Berperan besar saat bencana
Selain fokus pada gizi, Satuan Pelayanan Penurunan Gizi (SPPG) juga memainkan peran signifikan dalam situasi darurat. Saat banjir Cikarang dan erupsi Semeru, SPPG menjadi yang pertama memberi layanan makanan bagi pengungsi. Begitu pula dalam bencana di Aceh, Sumatera Utara, dan Sumatera Barat.
“Di hari pertama kejadian, SPPG sudah siap. Total ada 320 SPPG yang melayani pengungsi, menyediakan lebih dari 600 ribu porsi makanan setiap hari,” kata Dadan.
Meski demikian, sejumlah SPPG juga terdampak bencana. Di Aceh terdapat 129 unit yang tidak berfungsi, sementara angka pastinya masih menunggu verifikasi pasca-masa darurat. SPPG yang rusak dijanjikan akan direstorasi.
“Program ini berdiri 100 persen hasil investasi masyarakat, belum ada uang negara masuk. Karena itu negara wajib hadir membantu mitra yang terdampak agar bisa kembali beroperasi,” tegasnya.
Menggerakkan ekonomi lokal
Program MBG ternyata memberi dampak ekonomi signifikan di daerah. Satu unit SIPG dapat mempekerjakan sekitar 50 pekerja langsung dan bekerja sama dengan sekitar 15 pemasok bahan baku. Rantai pasoknya pun luas: satu SIPG membutuhkan lima ton beras per bulan, setara dengan hasil panen dari dua hektar sawah.
Kebutuhan buah juga besar. “Untuk satu kali pemberian pisang kepada penerima manfaat, diperlukan 15 pohon pisang. Jika diberikan dua kali seminggu, setahun butuh 1.440 pohon atau setara 1,5 hektar kebun,” jelas Dadan. Dalam skala nasional, kebutuhan lahan agrikultur dapat mencapai puluhan ribu hektar, memicu aktivitas ekonomi yang massif.

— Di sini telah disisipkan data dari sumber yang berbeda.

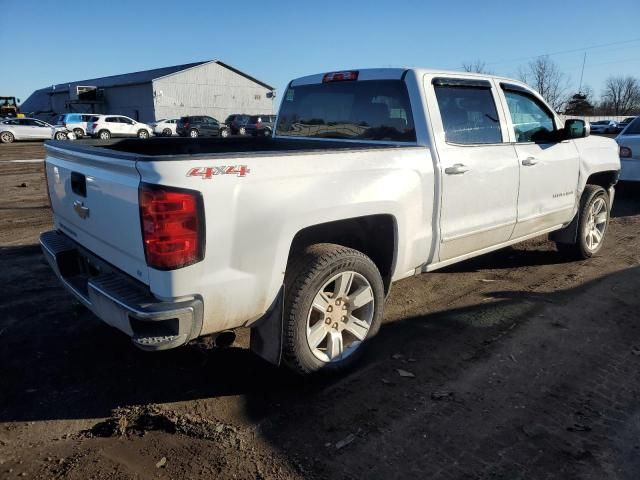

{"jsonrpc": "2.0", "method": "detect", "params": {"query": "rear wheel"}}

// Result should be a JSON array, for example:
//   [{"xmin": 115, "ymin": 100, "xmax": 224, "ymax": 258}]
[
  {"xmin": 54, "ymin": 131, "xmax": 67, "ymax": 140},
  {"xmin": 189, "ymin": 129, "xmax": 199, "ymax": 138},
  {"xmin": 0, "ymin": 131, "xmax": 15, "ymax": 143},
  {"xmin": 98, "ymin": 130, "xmax": 111, "ymax": 140},
  {"xmin": 220, "ymin": 128, "xmax": 229, "ymax": 138},
  {"xmin": 556, "ymin": 185, "xmax": 610, "ymax": 259},
  {"xmin": 239, "ymin": 127, "xmax": 246, "ymax": 136},
  {"xmin": 162, "ymin": 128, "xmax": 172, "ymax": 137},
  {"xmin": 73, "ymin": 128, "xmax": 84, "ymax": 139},
  {"xmin": 283, "ymin": 244, "xmax": 384, "ymax": 375},
  {"xmin": 137, "ymin": 129, "xmax": 149, "ymax": 139}
]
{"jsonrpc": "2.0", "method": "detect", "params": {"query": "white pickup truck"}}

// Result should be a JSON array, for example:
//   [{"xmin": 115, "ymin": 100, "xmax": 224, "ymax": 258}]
[{"xmin": 41, "ymin": 68, "xmax": 620, "ymax": 374}]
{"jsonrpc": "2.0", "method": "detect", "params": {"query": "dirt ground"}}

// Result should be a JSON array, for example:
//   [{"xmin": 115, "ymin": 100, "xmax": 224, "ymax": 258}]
[{"xmin": 1, "ymin": 141, "xmax": 639, "ymax": 480}]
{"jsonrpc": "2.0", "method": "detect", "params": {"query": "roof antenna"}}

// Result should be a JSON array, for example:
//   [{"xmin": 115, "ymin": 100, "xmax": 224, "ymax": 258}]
[{"xmin": 578, "ymin": 52, "xmax": 587, "ymax": 94}]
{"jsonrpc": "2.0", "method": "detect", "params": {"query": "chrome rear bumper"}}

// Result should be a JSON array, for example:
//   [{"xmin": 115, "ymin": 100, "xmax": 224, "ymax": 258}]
[{"xmin": 40, "ymin": 230, "xmax": 203, "ymax": 351}]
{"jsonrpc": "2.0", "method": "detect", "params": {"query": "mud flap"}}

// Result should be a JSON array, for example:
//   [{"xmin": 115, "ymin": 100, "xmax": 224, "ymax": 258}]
[
  {"xmin": 249, "ymin": 286, "xmax": 284, "ymax": 365},
  {"xmin": 549, "ymin": 211, "xmax": 579, "ymax": 244}
]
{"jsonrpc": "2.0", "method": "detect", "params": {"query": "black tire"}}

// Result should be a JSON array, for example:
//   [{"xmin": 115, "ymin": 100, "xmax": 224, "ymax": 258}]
[
  {"xmin": 189, "ymin": 129, "xmax": 199, "ymax": 138},
  {"xmin": 556, "ymin": 185, "xmax": 610, "ymax": 259},
  {"xmin": 98, "ymin": 130, "xmax": 111, "ymax": 140},
  {"xmin": 55, "ymin": 131, "xmax": 67, "ymax": 140},
  {"xmin": 162, "ymin": 128, "xmax": 172, "ymax": 137},
  {"xmin": 73, "ymin": 128, "xmax": 84, "ymax": 139},
  {"xmin": 239, "ymin": 127, "xmax": 246, "ymax": 136},
  {"xmin": 137, "ymin": 129, "xmax": 149, "ymax": 139},
  {"xmin": 1, "ymin": 131, "xmax": 15, "ymax": 143},
  {"xmin": 263, "ymin": 128, "xmax": 272, "ymax": 137},
  {"xmin": 283, "ymin": 243, "xmax": 385, "ymax": 375},
  {"xmin": 220, "ymin": 128, "xmax": 229, "ymax": 138}
]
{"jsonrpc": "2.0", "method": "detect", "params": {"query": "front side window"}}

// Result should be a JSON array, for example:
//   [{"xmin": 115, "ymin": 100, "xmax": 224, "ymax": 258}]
[
  {"xmin": 119, "ymin": 117, "xmax": 134, "ymax": 124},
  {"xmin": 434, "ymin": 83, "xmax": 502, "ymax": 145},
  {"xmin": 276, "ymin": 79, "xmax": 416, "ymax": 142},
  {"xmin": 503, "ymin": 90, "xmax": 556, "ymax": 143},
  {"xmin": 624, "ymin": 117, "xmax": 640, "ymax": 135}
]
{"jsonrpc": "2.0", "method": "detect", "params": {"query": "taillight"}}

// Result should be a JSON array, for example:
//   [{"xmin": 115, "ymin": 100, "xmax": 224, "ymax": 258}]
[
  {"xmin": 322, "ymin": 70, "xmax": 359, "ymax": 82},
  {"xmin": 138, "ymin": 184, "xmax": 205, "ymax": 270},
  {"xmin": 256, "ymin": 119, "xmax": 262, "ymax": 128},
  {"xmin": 620, "ymin": 145, "xmax": 632, "ymax": 158},
  {"xmin": 92, "ymin": 123, "xmax": 98, "ymax": 129}
]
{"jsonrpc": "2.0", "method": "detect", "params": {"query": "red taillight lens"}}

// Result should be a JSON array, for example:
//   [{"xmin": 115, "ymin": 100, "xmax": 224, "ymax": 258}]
[
  {"xmin": 139, "ymin": 184, "xmax": 205, "ymax": 270},
  {"xmin": 92, "ymin": 123, "xmax": 98, "ymax": 129},
  {"xmin": 620, "ymin": 146, "xmax": 632, "ymax": 158},
  {"xmin": 322, "ymin": 70, "xmax": 359, "ymax": 83}
]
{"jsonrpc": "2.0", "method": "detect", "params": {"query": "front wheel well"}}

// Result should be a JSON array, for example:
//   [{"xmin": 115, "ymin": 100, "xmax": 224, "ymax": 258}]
[
  {"xmin": 287, "ymin": 215, "xmax": 397, "ymax": 293},
  {"xmin": 585, "ymin": 171, "xmax": 619, "ymax": 190}
]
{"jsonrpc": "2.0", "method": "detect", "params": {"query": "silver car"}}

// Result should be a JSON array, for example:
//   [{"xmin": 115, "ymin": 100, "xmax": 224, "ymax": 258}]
[
  {"xmin": 589, "ymin": 120, "xmax": 618, "ymax": 134},
  {"xmin": 616, "ymin": 116, "xmax": 640, "ymax": 182},
  {"xmin": 0, "ymin": 118, "xmax": 73, "ymax": 143}
]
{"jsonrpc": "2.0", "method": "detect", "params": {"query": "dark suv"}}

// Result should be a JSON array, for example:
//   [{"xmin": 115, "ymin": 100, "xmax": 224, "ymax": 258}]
[
  {"xmin": 225, "ymin": 114, "xmax": 250, "ymax": 135},
  {"xmin": 176, "ymin": 116, "xmax": 229, "ymax": 138},
  {"xmin": 244, "ymin": 115, "xmax": 276, "ymax": 137}
]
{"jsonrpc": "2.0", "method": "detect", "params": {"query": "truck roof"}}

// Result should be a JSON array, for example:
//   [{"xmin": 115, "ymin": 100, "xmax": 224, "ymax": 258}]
[{"xmin": 290, "ymin": 67, "xmax": 527, "ymax": 88}]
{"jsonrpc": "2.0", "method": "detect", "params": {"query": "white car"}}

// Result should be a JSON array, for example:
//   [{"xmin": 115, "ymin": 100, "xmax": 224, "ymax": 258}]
[
  {"xmin": 0, "ymin": 118, "xmax": 74, "ymax": 143},
  {"xmin": 590, "ymin": 120, "xmax": 618, "ymax": 134},
  {"xmin": 86, "ymin": 115, "xmax": 153, "ymax": 140},
  {"xmin": 616, "ymin": 116, "xmax": 640, "ymax": 181},
  {"xmin": 41, "ymin": 68, "xmax": 620, "ymax": 375},
  {"xmin": 150, "ymin": 118, "xmax": 178, "ymax": 137}
]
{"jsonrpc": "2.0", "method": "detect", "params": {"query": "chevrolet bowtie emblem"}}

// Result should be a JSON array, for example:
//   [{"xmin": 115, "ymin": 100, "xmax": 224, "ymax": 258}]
[{"xmin": 73, "ymin": 200, "xmax": 90, "ymax": 219}]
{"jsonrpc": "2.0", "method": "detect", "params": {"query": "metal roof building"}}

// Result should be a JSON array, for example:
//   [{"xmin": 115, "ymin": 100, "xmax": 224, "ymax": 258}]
[{"xmin": 21, "ymin": 60, "xmax": 275, "ymax": 123}]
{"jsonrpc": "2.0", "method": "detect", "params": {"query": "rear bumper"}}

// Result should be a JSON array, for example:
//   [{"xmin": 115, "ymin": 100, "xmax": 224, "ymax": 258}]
[{"xmin": 40, "ymin": 230, "xmax": 203, "ymax": 351}]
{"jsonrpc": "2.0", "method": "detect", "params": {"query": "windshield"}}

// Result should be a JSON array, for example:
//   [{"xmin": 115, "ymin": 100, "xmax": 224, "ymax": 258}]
[
  {"xmin": 276, "ymin": 79, "xmax": 416, "ymax": 142},
  {"xmin": 0, "ymin": 97, "xmax": 16, "ymax": 106}
]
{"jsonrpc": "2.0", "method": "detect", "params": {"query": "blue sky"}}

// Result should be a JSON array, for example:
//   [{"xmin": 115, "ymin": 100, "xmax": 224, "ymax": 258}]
[{"xmin": 2, "ymin": 0, "xmax": 639, "ymax": 109}]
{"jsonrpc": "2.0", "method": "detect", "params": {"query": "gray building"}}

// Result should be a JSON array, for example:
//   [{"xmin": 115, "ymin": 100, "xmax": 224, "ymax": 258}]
[{"xmin": 21, "ymin": 60, "xmax": 275, "ymax": 123}]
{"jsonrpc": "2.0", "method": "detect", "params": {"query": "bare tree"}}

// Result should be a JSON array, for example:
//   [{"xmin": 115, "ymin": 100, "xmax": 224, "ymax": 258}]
[
  {"xmin": 461, "ymin": 60, "xmax": 492, "ymax": 74},
  {"xmin": 518, "ymin": 56, "xmax": 569, "ymax": 112},
  {"xmin": 601, "ymin": 76, "xmax": 640, "ymax": 115}
]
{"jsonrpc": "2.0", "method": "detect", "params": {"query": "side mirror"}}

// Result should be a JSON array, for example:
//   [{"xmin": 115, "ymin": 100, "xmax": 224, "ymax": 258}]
[{"xmin": 564, "ymin": 119, "xmax": 589, "ymax": 139}]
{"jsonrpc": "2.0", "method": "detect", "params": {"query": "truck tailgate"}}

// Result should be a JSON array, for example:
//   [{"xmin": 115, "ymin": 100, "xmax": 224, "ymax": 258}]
[{"xmin": 45, "ymin": 144, "xmax": 149, "ymax": 285}]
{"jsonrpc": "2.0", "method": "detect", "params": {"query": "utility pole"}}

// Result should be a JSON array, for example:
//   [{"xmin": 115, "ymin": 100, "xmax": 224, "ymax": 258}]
[{"xmin": 578, "ymin": 52, "xmax": 587, "ymax": 93}]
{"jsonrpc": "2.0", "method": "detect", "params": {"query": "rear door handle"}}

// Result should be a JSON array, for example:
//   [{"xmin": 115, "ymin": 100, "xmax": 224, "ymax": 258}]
[
  {"xmin": 522, "ymin": 156, "xmax": 538, "ymax": 166},
  {"xmin": 444, "ymin": 164, "xmax": 470, "ymax": 175}
]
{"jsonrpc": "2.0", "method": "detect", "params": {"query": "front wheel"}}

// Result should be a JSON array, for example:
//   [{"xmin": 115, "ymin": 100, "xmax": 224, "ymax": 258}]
[
  {"xmin": 220, "ymin": 128, "xmax": 229, "ymax": 138},
  {"xmin": 239, "ymin": 127, "xmax": 246, "ymax": 136},
  {"xmin": 1, "ymin": 131, "xmax": 15, "ymax": 143},
  {"xmin": 283, "ymin": 244, "xmax": 384, "ymax": 375},
  {"xmin": 557, "ymin": 185, "xmax": 610, "ymax": 259}
]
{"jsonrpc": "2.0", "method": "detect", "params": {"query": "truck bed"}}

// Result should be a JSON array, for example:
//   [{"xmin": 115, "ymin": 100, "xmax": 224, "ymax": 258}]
[{"xmin": 46, "ymin": 137, "xmax": 417, "ymax": 160}]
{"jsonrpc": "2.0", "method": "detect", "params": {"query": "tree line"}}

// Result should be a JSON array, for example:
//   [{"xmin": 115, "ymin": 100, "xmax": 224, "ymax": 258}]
[{"xmin": 462, "ymin": 57, "xmax": 640, "ymax": 116}]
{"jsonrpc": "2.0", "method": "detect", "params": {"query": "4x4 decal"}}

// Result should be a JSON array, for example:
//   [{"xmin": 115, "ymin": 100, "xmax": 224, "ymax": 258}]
[{"xmin": 186, "ymin": 165, "xmax": 250, "ymax": 179}]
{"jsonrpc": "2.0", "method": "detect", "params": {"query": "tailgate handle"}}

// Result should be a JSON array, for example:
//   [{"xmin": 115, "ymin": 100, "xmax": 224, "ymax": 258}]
[{"xmin": 71, "ymin": 172, "xmax": 87, "ymax": 197}]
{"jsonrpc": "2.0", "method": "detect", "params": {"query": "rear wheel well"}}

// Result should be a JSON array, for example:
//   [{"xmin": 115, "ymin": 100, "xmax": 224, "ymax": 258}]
[
  {"xmin": 586, "ymin": 171, "xmax": 618, "ymax": 190},
  {"xmin": 287, "ymin": 215, "xmax": 397, "ymax": 293}
]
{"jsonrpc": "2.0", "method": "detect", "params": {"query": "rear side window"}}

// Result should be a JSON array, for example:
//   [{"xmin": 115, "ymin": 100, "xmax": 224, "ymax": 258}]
[
  {"xmin": 434, "ymin": 83, "xmax": 502, "ymax": 145},
  {"xmin": 624, "ymin": 117, "xmax": 640, "ymax": 135},
  {"xmin": 276, "ymin": 79, "xmax": 416, "ymax": 142},
  {"xmin": 106, "ymin": 117, "xmax": 118, "ymax": 123}
]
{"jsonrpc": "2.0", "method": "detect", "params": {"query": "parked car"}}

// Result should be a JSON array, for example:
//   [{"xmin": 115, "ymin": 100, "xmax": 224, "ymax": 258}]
[
  {"xmin": 176, "ymin": 116, "xmax": 229, "ymax": 138},
  {"xmin": 616, "ymin": 116, "xmax": 640, "ymax": 181},
  {"xmin": 590, "ymin": 120, "xmax": 618, "ymax": 134},
  {"xmin": 56, "ymin": 113, "xmax": 96, "ymax": 139},
  {"xmin": 86, "ymin": 115, "xmax": 153, "ymax": 140},
  {"xmin": 244, "ymin": 115, "xmax": 276, "ymax": 137},
  {"xmin": 616, "ymin": 116, "xmax": 637, "ymax": 133},
  {"xmin": 0, "ymin": 117, "xmax": 73, "ymax": 143},
  {"xmin": 150, "ymin": 118, "xmax": 179, "ymax": 137},
  {"xmin": 225, "ymin": 114, "xmax": 250, "ymax": 135},
  {"xmin": 40, "ymin": 68, "xmax": 619, "ymax": 375}
]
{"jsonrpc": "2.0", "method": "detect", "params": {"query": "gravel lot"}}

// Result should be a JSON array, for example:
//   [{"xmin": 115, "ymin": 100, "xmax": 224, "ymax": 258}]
[{"xmin": 1, "ymin": 141, "xmax": 639, "ymax": 479}]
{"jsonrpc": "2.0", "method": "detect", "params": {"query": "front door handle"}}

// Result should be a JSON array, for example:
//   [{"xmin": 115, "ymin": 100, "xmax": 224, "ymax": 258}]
[
  {"xmin": 522, "ymin": 156, "xmax": 538, "ymax": 166},
  {"xmin": 445, "ymin": 164, "xmax": 470, "ymax": 175}
]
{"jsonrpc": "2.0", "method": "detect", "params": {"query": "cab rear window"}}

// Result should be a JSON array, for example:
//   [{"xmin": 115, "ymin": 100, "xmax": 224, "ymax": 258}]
[{"xmin": 276, "ymin": 80, "xmax": 416, "ymax": 142}]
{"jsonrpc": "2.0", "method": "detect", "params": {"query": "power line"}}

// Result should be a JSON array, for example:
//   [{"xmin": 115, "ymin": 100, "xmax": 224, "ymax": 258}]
[{"xmin": 484, "ymin": 37, "xmax": 640, "ymax": 66}]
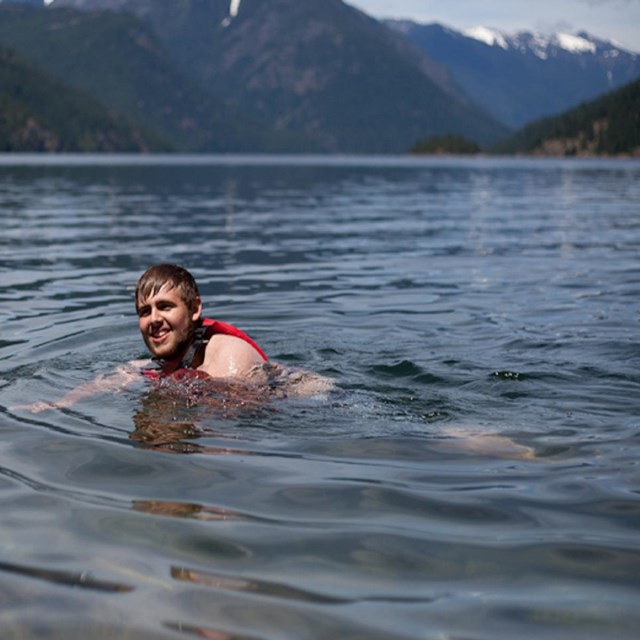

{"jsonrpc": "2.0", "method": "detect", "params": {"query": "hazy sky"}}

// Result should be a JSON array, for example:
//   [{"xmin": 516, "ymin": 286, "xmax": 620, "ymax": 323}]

Melalui program ini, pemerintah berharap gizi anak terpenuhi, kualitas SDM meningkat, dan ekonomi lokal bergerak. Dadan menegaskan bahwa seluruh investasi ini merupakan pondasi penting untuk memastikan Indonesia mampu bersaing secara global pada 2045.
“Kalau kita tidak mulai sekarang, kita akan tertinggal. Tapi jika anak-anak tumbuh sehat, cerdas, dan kuat, mereka akan menjadi generasi yang membawa Indonesia melompat lebih jauh," pungkasnya.